Since that victory in Tempe, McGlone has struggled with injuries, overtraining syndrome and chronic fatigue. After a couple of attempts to return to the top of the sport, including hiring coach Matt Dixon at the end of 2010, McGlone has decided that she is done competing as a professional triathlete.
“I’m officially retired as of the end of last year,” McGlone told us.
The 33-year-old is not taking the retirement path you might expect from a professional endurance athlete. While many coach other athletes or become a part of business side of the industry, McGlone is already immersed in a second career that has very little to do with triathlon. She started medical school at the University of Arizona in the fall of 2012.
“I had always planned on going to medical school after my triathlon career was over and it seemed like a good time to make that transition,” McGlone explained. “I had been doing a little bit of studying when I was injured two years ago… Becoming a doctor is a long journey in itself. It can take eight to 10 years by the time I finish residency, so I definitely wanted to start that earlier rather than later.”
McGlone says that shifting her focus from a physically daunting sport to a rigorous field of study has gone relatively smooth.
“I thought it would be a tough transition since my brain has basically been in retirement for the last 10 years,” she explained. “They definitely want you to succeed here. The material is really hard and there’s a lot of it.
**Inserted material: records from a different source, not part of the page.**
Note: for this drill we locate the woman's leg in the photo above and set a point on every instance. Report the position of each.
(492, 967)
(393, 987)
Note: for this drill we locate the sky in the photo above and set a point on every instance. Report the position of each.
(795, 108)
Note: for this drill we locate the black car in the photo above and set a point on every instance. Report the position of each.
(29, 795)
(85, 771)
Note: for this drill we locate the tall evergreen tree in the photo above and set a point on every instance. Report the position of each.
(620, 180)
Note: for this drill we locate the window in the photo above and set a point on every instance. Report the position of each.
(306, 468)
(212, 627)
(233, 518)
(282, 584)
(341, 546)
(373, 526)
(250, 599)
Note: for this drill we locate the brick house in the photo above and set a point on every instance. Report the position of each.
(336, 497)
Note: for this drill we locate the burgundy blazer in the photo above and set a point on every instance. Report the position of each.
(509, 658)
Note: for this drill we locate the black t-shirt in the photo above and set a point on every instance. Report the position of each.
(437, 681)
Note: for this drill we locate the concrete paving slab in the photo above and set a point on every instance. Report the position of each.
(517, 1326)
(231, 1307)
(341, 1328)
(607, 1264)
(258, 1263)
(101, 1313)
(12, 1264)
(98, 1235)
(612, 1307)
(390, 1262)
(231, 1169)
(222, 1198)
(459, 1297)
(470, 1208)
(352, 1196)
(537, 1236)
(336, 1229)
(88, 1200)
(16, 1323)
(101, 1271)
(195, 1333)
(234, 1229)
I figure this is my next big project and I need to take it on in a similar way to how I approached triathlon and make my life around this thing.“
Although pursuing a doctorate in medicine, along with the studying that comes with it, is a tough challenge, McGlone was quick to point out that, unlike triathlon training, studying is an indoor task and comes with certain luxuries.
“Compared to Ironman training I think med school is easier,” she said. “You’re putting in some long days, but you’re in a nice air conditioned library with cold drinks and you can take a little break if you need to. It’s definitely not like being out on the bike for five or six hours in the Tucson heat. It’s challenging, but coming from such a tough sport and doing it for so long, I think this is pretty manageable for me.”
Despite the tough medical school schedule, McGlone was able to break away long enough to travel to the Big Island and watch the 2012 Ironman World Championship. She experienced a couple of ups (finishing 2nd in 2007 and 5th in 2009) and some downs (including a 16th place finish her final time competing in 2010) while competing in Hawaii, and she says she had mixed feelings while watching the race.
“It was bittersweet,” McGlone said. “I went out on the bike course. I was out at the Mauna Lani aid station. I handed out water bottles and saw people coming through. It was so fun to see my friends that I raced with and I had a great time. I was really glad I went, but of course watching the race was hard. There’s a big part of me that wished I was in it. I had made the decision. I knew it would be hard to move on because it was my life for so long.”
Don’t expect to see McGlone toeing the line of Hawaii, or any triathlon for that matter, as an age grouper any time soon. When we asked her about the possibility of racing the Ironman World Championship as an amateur down the road, McGlone was quick with her answer.
“I would say no,” she said. “I think I’m probably done with triathlon for a while. I will never say never, but I’m not sure if I would want to repeat that experience knowing the level I was at. I think I would find it hard to not be competing as a pro.“
For now McGlone is keeping busy with her studies, spending time on her mountain bike and running on Tucson’s trails.
“It was a great career,” she concluded. “It was more than I had ever hoped for. I’m sad that it’s over, but I’m really excited about moving on.”